Pero me niego a aceptar la desesperanza como actitud. Sé que es el arsénico de nuestros días. La piedra negra en el corazón. Y alcanzar la paz social no será suficiente. Apenas un clima necesario. Necesitamos una certeza. Sentir que vale la pena. Que esta terquedad encarnizada vale la pena. Que tiene una desembocadura. Un final luminoso.

No tenemos más remedio que caminar hacia el futuro. Y el desánimo es un equipaje muy pesado para la ruta. Hay que recorrer el tramo final. Hay que lidiar hasta el último aliento por la validación de las firmas de cada venezolano. El revocatorio seguirá teniendo obstáculos, horas muertas, zancadillas legales, rectoras aviesas, y quizás hasta colectivos rondando las colas, intimidándonos, durante los tres días de validación. Son más de 1.300.000 personas contra los tarifados del miedo. Otra prueba. Otra montaña de estiércol. ¿Vamos a claudicar, justo ahora, cuando falta tan poco? No parece que eso sea lo que va a ocurrir.

Algunos analistas aseguran que ya la transición política comenzó, que estamos en los estertores del chavismo como gobierno. Ellos mismos lo saben: una vez más, el “hombre nuevo” se convirtió en decepción.

Necesitamos, por eso, no solo de la coherencia de nuestros políticos. No solo la renuncia a los intereses personales (ya habrá tiempo para ellos). No sólo el resuello de los activistas del entusiasmo. Necesitamos comenzar a ser mejores. Necesitamos el impulso de los pequeños héroes cotidianos. Necesitamos ser ciudadanos en el sentido unitario de la palabra. Necesitamos del orfebre en su arte. Del escriba en su labor. Del que cocina y emula a los dioses. Del que hace música y entonces el silencio baila. Del profesor y su salón de clases hechizado. Del atleta que romperá el récord.

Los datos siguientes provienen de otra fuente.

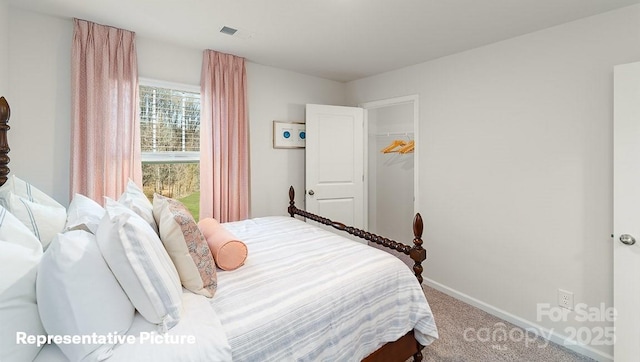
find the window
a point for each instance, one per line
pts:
(170, 140)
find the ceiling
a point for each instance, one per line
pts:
(341, 40)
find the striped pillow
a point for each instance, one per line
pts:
(186, 246)
(43, 215)
(139, 261)
(44, 221)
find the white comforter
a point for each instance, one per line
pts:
(304, 294)
(307, 294)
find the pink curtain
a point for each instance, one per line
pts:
(224, 148)
(105, 134)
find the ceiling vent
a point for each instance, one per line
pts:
(227, 30)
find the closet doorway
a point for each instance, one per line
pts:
(392, 176)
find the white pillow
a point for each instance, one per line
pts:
(78, 295)
(20, 253)
(43, 220)
(139, 261)
(17, 186)
(83, 214)
(186, 246)
(135, 199)
(198, 337)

Del obrero calzando el último ladrillo de la obra. Del ama de casa que vence sobre los elementos. Necesitamos el resurgimiento de nuestra base moral. El trampolín de la ética ciudadana.

El optimismo siempre es un territorio desconocido. La desesperanza posee una gran madre, que es la muerte, fin de todas las narrativas humanas. Pero la historia solo la cuentan quienes  han insistido. El país debe ser salvado. Por eso necesita concebir el mayor plan de convivencia nacional que se haya planteado alguna vez. Repetir el gesto de nacer como sociedad. Intentarlo todo de nuevo. Necesitamos a los tercos, tarareando su obstinada música dentro de nuestros pechos. A los dolientes de este mapa extraordinario. A los venezolanos de bien. En un gesto multitudinario de redención final.